Current legislation dictates that as soon as food and beverage waste crosses international borders it is regarded as potentially hazardous and must be incinerated or sent to landfill. Globally, the burning and burying of cabin waste is contributing to increased carbon emissions and is having a devastating, long-term impact on the environment. As passenger numbers rise, this problem will only get worse and more challenging to resolve.
In aviation, we face a tougher journey than most industries to hit net zero targets. Rightly, there is a lot of focus and effort to drive developments in fleet modernisation, Sustainable Aviation Fuel (SAF) and operational efficiencies.
Seeking new solutions
Yet to achieve net zero we also need to focus on cabin waste and circularity. That means looking across the sector’s entire and fragmented supply chain for new solutions to become more sustainable. Product suppliers, caterers, airlines, airports and waste management companies – all of us – have a key role to play in striving to reduce the consumption of valuable resources, to reduce waste going to landfill or incineration.
No longer can we look only at ‘our piece’ – we have to look at the whole community. We are already looking upstream and finding more sustainable materials, production processes and waste reduction practices. But if we look downstream and see only incineration or landfill, what is it all for?
The issue of ICW
As we get closer to net zero deadlines, the treatment of ICW has to be tackled. To do that, we must take collective ownership of a complex issue that involves outdated regulation.
To truly become more circular, we must come together as an industry and solve the ICW problem. With so many stakeholders and differing regulatory frameworks around the world, that represents a daunting task.

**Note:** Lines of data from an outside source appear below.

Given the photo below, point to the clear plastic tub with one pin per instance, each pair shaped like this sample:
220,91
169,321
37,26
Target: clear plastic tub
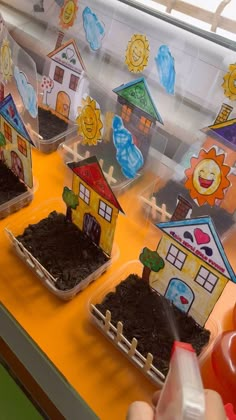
114,334
45,277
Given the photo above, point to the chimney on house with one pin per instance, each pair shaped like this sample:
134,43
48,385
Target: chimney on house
224,113
59,39
2,94
182,209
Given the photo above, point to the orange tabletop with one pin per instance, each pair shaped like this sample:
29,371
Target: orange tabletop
102,376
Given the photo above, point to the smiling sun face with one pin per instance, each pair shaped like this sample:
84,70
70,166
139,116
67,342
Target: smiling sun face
137,53
68,13
207,177
89,121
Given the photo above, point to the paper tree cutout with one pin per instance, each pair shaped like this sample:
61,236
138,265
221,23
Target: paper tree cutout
207,177
97,209
137,53
229,84
196,268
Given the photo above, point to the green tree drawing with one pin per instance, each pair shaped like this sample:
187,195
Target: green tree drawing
151,261
71,200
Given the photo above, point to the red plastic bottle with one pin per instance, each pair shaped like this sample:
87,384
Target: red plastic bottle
224,361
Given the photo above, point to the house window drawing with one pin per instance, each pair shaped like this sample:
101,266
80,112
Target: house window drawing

We must unpick this and reorganise the supply chain to operate in a more sustainable way. That can be achieved with clear objectives and guidance. The Aviation Sustainability Forum (ASF) is here to facilitate and support that essential change.
The ASF is a not-for-profit organisation and aims to enhance circularity in aviation. Consisting of a collaborative partnership of otherwise competing stakeholders from across the aviation sector, the ASF is an independent body whose mission is to unite the supply chain and build a more sustainable future for onboard products and services.
Run by its members for the good of the overall inflight sector, the ASF will work with the industry to transform how ICW is managed across the supply chain by embracing circularity. Collaboration across the global aviation supply chain is essential to mitigate the issue of ICW.
The ASF will strive to bring members from the inflight services industry together to develop sustainable solutions and standards while campaigning to overcome the regulatory and policy barriers currently hindering progress.
Looking at other international industries which have managed to achieve this, such as the construction industry, there is much to learn from introducing standardisation. Standardising the materials loaded onboard aircraft will enable the standardisation of waste management practices at the end of the supply chain.
Where we are
The current regulatory framework is based on protecting the agricultural sector, with respect to animal health. So in order to challenge the regulations, the industry will need to demonstrate that new practices result in safe waste that negates regulatory concerns and can be reused, recycled, biodegraded or composted.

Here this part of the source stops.